Los principales augurios, luego de superada la crisis sanitaria, apuntan hacia una nueva normalidad sustentada alrededor del mundo digital: el trabajo, la educación, el comercio- entre otras actividades- seguirán desarrollando un gran porcentaje de sus actividades a través de esta nueva variante.

Pero, en medio de esta realidad, afloran las carencias y los problemas que comprometen seriamente la capacidad del país para competir en la economía de un escenario post pandémico: acceso a la infraestructura digital y calidad de la conectividad.

Hasta hace un par de años, en nuestro país el 63.6 por ciento de los hogares urbanos contaban con acceso a internet; mientras el 27.3 por ciento de los hogares rurales disponían de facilidades para conectarse. Aumentar estas cifras se traduce en mayores posibilidades de desarrollo en la nueva normalidad que se augura.

La calidad de esa conexión ya es harina de otro costal.
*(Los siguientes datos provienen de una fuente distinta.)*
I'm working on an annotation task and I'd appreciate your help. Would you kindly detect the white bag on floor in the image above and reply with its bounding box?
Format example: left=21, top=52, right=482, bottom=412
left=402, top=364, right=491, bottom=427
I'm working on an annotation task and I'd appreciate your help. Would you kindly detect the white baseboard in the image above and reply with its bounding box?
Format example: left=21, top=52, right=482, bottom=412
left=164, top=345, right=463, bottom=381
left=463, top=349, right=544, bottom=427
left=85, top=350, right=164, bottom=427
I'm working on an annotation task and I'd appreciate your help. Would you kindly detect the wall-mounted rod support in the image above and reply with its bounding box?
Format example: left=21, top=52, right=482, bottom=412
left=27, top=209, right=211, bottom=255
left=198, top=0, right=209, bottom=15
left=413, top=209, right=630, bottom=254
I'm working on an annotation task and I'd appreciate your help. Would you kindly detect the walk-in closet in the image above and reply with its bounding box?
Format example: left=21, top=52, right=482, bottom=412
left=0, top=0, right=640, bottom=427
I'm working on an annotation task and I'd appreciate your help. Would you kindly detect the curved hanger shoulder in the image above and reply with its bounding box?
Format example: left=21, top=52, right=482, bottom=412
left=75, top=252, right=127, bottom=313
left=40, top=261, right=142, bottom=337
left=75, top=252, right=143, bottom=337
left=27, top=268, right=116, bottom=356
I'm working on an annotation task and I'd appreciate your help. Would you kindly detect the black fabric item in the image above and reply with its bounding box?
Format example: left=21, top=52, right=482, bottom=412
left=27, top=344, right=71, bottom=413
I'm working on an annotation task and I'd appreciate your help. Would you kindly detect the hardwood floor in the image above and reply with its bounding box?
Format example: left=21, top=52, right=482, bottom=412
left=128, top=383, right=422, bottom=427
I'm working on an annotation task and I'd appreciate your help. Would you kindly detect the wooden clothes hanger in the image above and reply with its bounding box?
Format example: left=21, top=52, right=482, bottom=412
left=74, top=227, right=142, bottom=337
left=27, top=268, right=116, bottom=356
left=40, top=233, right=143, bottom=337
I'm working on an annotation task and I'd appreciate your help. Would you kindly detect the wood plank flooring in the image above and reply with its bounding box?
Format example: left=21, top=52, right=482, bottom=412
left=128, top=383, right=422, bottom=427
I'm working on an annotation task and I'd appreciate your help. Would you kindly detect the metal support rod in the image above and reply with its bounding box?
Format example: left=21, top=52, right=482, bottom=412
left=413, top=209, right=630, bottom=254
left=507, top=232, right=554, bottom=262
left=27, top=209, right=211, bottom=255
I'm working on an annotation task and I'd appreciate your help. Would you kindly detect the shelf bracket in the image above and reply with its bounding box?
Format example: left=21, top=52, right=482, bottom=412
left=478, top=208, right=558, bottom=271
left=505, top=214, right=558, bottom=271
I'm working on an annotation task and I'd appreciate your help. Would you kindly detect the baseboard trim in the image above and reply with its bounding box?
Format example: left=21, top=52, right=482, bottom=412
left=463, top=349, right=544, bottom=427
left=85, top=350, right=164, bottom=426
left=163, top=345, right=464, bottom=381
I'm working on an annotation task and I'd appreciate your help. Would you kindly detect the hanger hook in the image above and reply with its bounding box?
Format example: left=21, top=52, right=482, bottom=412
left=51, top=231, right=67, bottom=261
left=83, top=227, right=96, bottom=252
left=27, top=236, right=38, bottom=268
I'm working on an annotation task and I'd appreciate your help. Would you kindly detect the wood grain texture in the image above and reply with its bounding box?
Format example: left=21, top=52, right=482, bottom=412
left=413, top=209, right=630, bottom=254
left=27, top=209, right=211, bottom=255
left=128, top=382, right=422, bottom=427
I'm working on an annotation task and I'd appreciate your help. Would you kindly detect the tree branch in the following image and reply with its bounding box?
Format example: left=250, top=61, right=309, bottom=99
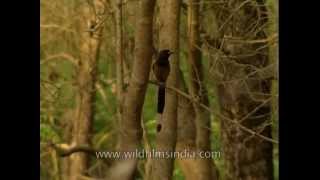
left=149, top=81, right=279, bottom=144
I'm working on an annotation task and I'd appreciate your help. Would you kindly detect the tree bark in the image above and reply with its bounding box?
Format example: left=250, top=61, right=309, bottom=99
left=69, top=4, right=102, bottom=180
left=110, top=0, right=155, bottom=180
left=116, top=0, right=124, bottom=131
left=152, top=0, right=181, bottom=180
left=188, top=0, right=218, bottom=180
left=176, top=70, right=198, bottom=180
left=217, top=0, right=273, bottom=180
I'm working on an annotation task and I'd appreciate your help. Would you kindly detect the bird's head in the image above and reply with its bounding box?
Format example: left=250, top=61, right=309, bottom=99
left=159, top=49, right=173, bottom=59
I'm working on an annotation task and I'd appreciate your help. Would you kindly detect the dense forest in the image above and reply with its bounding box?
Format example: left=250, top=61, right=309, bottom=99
left=40, top=0, right=279, bottom=180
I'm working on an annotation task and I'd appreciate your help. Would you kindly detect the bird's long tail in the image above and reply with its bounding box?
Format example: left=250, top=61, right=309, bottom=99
left=158, top=86, right=166, bottom=114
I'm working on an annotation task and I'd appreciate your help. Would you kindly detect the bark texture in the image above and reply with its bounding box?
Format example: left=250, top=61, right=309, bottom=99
left=176, top=70, right=198, bottom=180
left=152, top=0, right=181, bottom=180
left=110, top=0, right=155, bottom=180
left=215, top=0, right=273, bottom=180
left=188, top=0, right=218, bottom=180
left=69, top=1, right=102, bottom=180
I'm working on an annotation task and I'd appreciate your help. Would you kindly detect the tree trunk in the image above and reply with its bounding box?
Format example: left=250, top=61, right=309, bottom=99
left=152, top=0, right=181, bottom=180
left=116, top=0, right=124, bottom=131
left=110, top=0, right=155, bottom=180
left=69, top=4, right=102, bottom=180
left=188, top=0, right=218, bottom=180
left=176, top=70, right=198, bottom=180
left=217, top=0, right=273, bottom=180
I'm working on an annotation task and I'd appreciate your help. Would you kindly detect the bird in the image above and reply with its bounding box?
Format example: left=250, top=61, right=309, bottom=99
left=152, top=49, right=173, bottom=131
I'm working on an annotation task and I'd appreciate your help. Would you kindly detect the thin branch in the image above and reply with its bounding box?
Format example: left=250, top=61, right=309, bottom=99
left=149, top=81, right=279, bottom=144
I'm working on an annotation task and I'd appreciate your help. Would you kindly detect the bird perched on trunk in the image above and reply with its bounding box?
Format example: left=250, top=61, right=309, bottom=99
left=152, top=49, right=173, bottom=131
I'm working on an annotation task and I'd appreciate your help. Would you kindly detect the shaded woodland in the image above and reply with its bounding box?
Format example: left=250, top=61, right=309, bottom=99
left=40, top=0, right=279, bottom=180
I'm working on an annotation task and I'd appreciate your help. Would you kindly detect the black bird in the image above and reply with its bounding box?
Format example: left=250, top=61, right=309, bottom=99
left=152, top=49, right=173, bottom=114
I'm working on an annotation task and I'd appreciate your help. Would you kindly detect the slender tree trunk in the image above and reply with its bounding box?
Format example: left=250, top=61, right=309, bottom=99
left=152, top=0, right=181, bottom=180
left=217, top=0, right=273, bottom=180
left=176, top=70, right=198, bottom=180
left=116, top=0, right=124, bottom=129
left=188, top=0, right=218, bottom=180
left=110, top=0, right=155, bottom=180
left=69, top=2, right=102, bottom=180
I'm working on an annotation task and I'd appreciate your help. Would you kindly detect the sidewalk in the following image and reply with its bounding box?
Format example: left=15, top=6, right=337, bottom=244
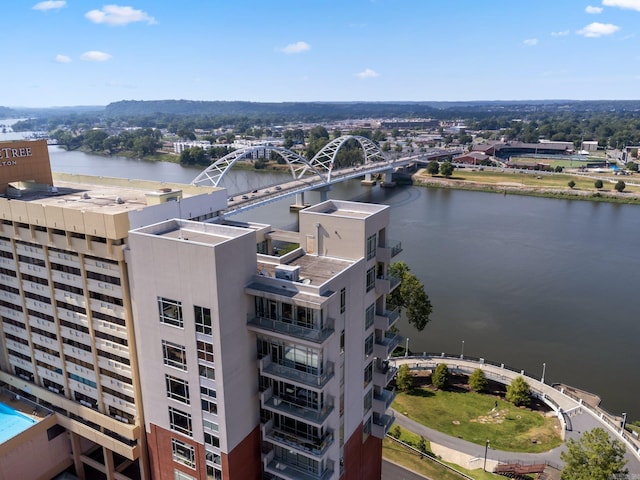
left=390, top=356, right=640, bottom=474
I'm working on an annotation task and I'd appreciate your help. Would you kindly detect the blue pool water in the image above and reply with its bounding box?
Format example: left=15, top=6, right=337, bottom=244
left=0, top=403, right=36, bottom=443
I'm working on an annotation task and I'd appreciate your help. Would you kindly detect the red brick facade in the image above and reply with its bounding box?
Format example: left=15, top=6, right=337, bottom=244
left=340, top=424, right=382, bottom=480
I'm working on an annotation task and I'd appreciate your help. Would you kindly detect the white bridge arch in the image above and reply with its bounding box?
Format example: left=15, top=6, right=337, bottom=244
left=191, top=135, right=386, bottom=187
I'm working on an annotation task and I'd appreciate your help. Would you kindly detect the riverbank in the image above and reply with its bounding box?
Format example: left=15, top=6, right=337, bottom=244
left=411, top=170, right=640, bottom=205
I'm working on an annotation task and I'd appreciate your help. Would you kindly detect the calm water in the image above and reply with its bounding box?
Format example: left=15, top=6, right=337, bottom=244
left=3, top=142, right=640, bottom=419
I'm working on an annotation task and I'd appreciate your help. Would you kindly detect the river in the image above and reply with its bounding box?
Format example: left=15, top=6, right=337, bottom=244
left=2, top=126, right=640, bottom=420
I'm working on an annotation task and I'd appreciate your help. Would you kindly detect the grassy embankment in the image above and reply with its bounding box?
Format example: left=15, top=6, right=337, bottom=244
left=393, top=387, right=562, bottom=453
left=414, top=168, right=640, bottom=204
left=382, top=427, right=504, bottom=480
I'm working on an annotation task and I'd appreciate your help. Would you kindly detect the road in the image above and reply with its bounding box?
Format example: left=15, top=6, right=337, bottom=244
left=382, top=459, right=430, bottom=480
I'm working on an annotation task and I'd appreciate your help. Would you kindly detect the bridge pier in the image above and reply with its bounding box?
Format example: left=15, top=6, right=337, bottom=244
left=380, top=170, right=396, bottom=188
left=289, top=192, right=310, bottom=212
left=360, top=173, right=376, bottom=187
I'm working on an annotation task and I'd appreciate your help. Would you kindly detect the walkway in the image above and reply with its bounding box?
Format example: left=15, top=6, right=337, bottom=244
left=390, top=355, right=640, bottom=474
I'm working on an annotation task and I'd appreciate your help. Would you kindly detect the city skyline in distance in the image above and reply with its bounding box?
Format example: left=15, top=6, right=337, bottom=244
left=8, top=0, right=640, bottom=107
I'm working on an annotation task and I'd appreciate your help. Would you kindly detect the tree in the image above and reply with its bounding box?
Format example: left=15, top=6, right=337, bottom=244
left=387, top=262, right=432, bottom=332
left=440, top=160, right=455, bottom=178
left=469, top=368, right=489, bottom=392
left=396, top=363, right=413, bottom=392
left=560, top=427, right=628, bottom=480
left=431, top=363, right=449, bottom=388
left=505, top=376, right=531, bottom=407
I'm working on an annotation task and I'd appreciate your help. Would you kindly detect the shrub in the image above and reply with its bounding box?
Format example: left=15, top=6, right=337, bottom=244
left=431, top=363, right=449, bottom=388
left=505, top=376, right=531, bottom=407
left=469, top=368, right=489, bottom=392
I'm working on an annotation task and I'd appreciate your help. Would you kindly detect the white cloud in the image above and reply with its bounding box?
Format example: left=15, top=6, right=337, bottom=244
left=80, top=50, right=111, bottom=62
left=602, top=0, right=640, bottom=12
left=31, top=0, right=67, bottom=12
left=356, top=68, right=380, bottom=78
left=84, top=5, right=156, bottom=26
left=578, top=22, right=620, bottom=38
left=280, top=42, right=311, bottom=54
left=584, top=5, right=602, bottom=15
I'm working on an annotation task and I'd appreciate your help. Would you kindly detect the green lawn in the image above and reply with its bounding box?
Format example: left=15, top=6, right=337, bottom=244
left=421, top=167, right=640, bottom=193
left=382, top=427, right=504, bottom=480
left=393, top=388, right=562, bottom=453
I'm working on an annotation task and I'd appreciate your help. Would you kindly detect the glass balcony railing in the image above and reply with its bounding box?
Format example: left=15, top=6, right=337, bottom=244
left=373, top=332, right=402, bottom=358
left=375, top=308, right=400, bottom=330
left=263, top=396, right=334, bottom=426
left=267, top=457, right=333, bottom=480
left=247, top=316, right=335, bottom=343
left=265, top=428, right=333, bottom=457
left=260, top=357, right=334, bottom=388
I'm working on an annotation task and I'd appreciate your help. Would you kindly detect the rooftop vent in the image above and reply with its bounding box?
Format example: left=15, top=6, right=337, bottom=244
left=276, top=265, right=300, bottom=282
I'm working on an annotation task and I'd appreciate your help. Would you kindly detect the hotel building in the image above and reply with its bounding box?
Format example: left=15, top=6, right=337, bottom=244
left=0, top=142, right=400, bottom=480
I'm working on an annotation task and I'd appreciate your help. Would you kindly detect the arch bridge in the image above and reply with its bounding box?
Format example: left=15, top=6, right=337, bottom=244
left=191, top=135, right=387, bottom=187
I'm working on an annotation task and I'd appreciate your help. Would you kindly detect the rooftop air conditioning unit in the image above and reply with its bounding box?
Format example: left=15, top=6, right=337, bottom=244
left=276, top=265, right=300, bottom=282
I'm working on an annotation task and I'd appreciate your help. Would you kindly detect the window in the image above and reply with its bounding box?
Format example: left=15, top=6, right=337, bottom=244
left=201, top=399, right=218, bottom=415
left=173, top=470, right=196, bottom=480
left=364, top=303, right=376, bottom=330
left=198, top=365, right=216, bottom=380
left=367, top=233, right=378, bottom=260
left=169, top=407, right=192, bottom=436
left=162, top=340, right=187, bottom=370
left=193, top=305, right=213, bottom=335
left=197, top=340, right=213, bottom=363
left=171, top=438, right=196, bottom=469
left=164, top=375, right=189, bottom=405
left=364, top=362, right=373, bottom=387
left=367, top=267, right=376, bottom=292
left=362, top=390, right=373, bottom=414
left=204, top=432, right=220, bottom=448
left=158, top=297, right=184, bottom=328
left=364, top=333, right=373, bottom=358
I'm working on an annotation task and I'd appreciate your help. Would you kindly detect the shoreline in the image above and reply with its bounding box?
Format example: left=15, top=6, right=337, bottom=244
left=411, top=172, right=640, bottom=205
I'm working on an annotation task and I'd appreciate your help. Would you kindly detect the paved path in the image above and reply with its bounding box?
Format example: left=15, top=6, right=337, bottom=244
left=391, top=356, right=640, bottom=474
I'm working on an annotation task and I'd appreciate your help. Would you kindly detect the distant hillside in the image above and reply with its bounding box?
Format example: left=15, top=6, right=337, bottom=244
left=104, top=100, right=640, bottom=121
left=104, top=100, right=436, bottom=118
left=0, top=107, right=18, bottom=118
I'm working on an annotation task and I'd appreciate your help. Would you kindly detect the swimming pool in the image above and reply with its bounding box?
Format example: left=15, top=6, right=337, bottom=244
left=0, top=403, right=36, bottom=443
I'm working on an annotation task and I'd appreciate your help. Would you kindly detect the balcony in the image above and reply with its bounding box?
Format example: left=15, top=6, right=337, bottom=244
left=376, top=240, right=402, bottom=263
left=373, top=332, right=402, bottom=358
left=373, top=389, right=396, bottom=415
left=374, top=308, right=400, bottom=330
left=371, top=413, right=395, bottom=439
left=264, top=427, right=333, bottom=457
left=265, top=458, right=333, bottom=480
left=260, top=356, right=334, bottom=389
left=261, top=388, right=333, bottom=427
left=373, top=362, right=398, bottom=388
left=247, top=317, right=335, bottom=343
left=376, top=275, right=400, bottom=295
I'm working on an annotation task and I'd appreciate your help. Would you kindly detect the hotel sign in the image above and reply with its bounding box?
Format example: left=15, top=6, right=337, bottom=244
left=0, top=147, right=33, bottom=165
left=0, top=140, right=53, bottom=193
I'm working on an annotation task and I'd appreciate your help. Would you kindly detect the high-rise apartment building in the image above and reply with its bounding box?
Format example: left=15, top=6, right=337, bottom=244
left=0, top=142, right=400, bottom=480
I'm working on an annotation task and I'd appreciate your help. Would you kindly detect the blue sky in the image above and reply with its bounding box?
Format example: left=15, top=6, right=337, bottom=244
left=7, top=0, right=640, bottom=107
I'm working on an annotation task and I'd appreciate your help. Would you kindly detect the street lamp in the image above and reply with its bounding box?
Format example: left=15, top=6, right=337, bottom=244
left=482, top=438, right=491, bottom=472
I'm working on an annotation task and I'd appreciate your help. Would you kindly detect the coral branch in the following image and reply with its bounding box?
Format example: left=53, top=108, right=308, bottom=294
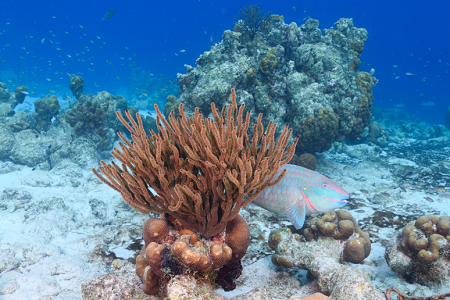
left=92, top=89, right=298, bottom=237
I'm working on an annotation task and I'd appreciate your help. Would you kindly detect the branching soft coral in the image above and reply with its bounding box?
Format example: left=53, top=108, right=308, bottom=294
left=92, top=89, right=297, bottom=237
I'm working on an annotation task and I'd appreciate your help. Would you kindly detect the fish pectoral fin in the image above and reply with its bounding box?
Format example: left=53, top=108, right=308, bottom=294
left=286, top=203, right=306, bottom=229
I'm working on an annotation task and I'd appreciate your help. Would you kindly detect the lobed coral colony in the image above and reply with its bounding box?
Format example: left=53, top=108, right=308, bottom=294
left=92, top=89, right=297, bottom=294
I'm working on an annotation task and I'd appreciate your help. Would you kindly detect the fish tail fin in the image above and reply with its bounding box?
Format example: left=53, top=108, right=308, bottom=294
left=286, top=203, right=306, bottom=229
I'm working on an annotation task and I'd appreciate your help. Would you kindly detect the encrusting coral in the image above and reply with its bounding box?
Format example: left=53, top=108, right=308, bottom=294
left=384, top=215, right=450, bottom=285
left=269, top=210, right=385, bottom=300
left=92, top=89, right=297, bottom=294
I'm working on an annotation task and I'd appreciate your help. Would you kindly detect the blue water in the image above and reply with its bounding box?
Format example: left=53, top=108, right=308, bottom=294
left=0, top=0, right=450, bottom=124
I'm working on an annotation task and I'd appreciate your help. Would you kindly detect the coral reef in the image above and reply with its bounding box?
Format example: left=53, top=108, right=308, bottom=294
left=174, top=17, right=377, bottom=155
left=34, top=96, right=61, bottom=131
left=93, top=89, right=297, bottom=237
left=15, top=86, right=28, bottom=103
left=136, top=215, right=250, bottom=295
left=385, top=215, right=450, bottom=285
left=92, top=89, right=297, bottom=294
left=269, top=210, right=384, bottom=300
left=0, top=82, right=28, bottom=110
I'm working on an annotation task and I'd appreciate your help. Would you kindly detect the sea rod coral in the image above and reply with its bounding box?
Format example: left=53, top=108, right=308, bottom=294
left=92, top=89, right=297, bottom=294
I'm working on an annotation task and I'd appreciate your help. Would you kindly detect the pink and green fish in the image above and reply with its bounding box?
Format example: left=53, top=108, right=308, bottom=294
left=252, top=165, right=348, bottom=229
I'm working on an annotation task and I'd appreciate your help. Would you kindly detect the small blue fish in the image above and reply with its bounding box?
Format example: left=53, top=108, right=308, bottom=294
left=252, top=164, right=349, bottom=229
left=105, top=8, right=117, bottom=20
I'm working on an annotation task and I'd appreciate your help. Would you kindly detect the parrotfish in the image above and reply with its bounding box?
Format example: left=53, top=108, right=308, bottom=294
left=252, top=164, right=349, bottom=229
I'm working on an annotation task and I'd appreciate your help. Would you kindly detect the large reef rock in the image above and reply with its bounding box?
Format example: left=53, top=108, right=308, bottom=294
left=172, top=18, right=377, bottom=154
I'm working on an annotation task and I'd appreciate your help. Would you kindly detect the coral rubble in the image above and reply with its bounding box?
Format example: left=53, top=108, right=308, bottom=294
left=172, top=17, right=377, bottom=155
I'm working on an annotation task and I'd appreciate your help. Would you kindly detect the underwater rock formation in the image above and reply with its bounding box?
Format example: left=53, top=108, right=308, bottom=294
left=69, top=76, right=84, bottom=100
left=269, top=210, right=385, bottom=300
left=0, top=82, right=28, bottom=112
left=174, top=17, right=377, bottom=155
left=385, top=215, right=450, bottom=285
left=34, top=96, right=61, bottom=131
Porque resulta muy frecuente que la velocidad que se contrata a los proveedores difiere sustancialmente de la velocidad que en realidad recibe quien paga por el servicio. Las caídas constantes de la señal y la demora injustificada para solucionar los problemas del usuario, por si fuera poco, se suman a las quejas ciudadanas. Y dentro de este panorama indignante destaca la indolencia de la institución que debería velar por los intereses del consumidor.

Los principales proveedores del servicio de conexión a internet imponen su voluntad y pisotean los intereses de un público que, harto de la desidia de estas empresas, espera la intervención de una institución que, hasta el momento, parece haber sido establecida para velar por los victimarios, no por las víctimas.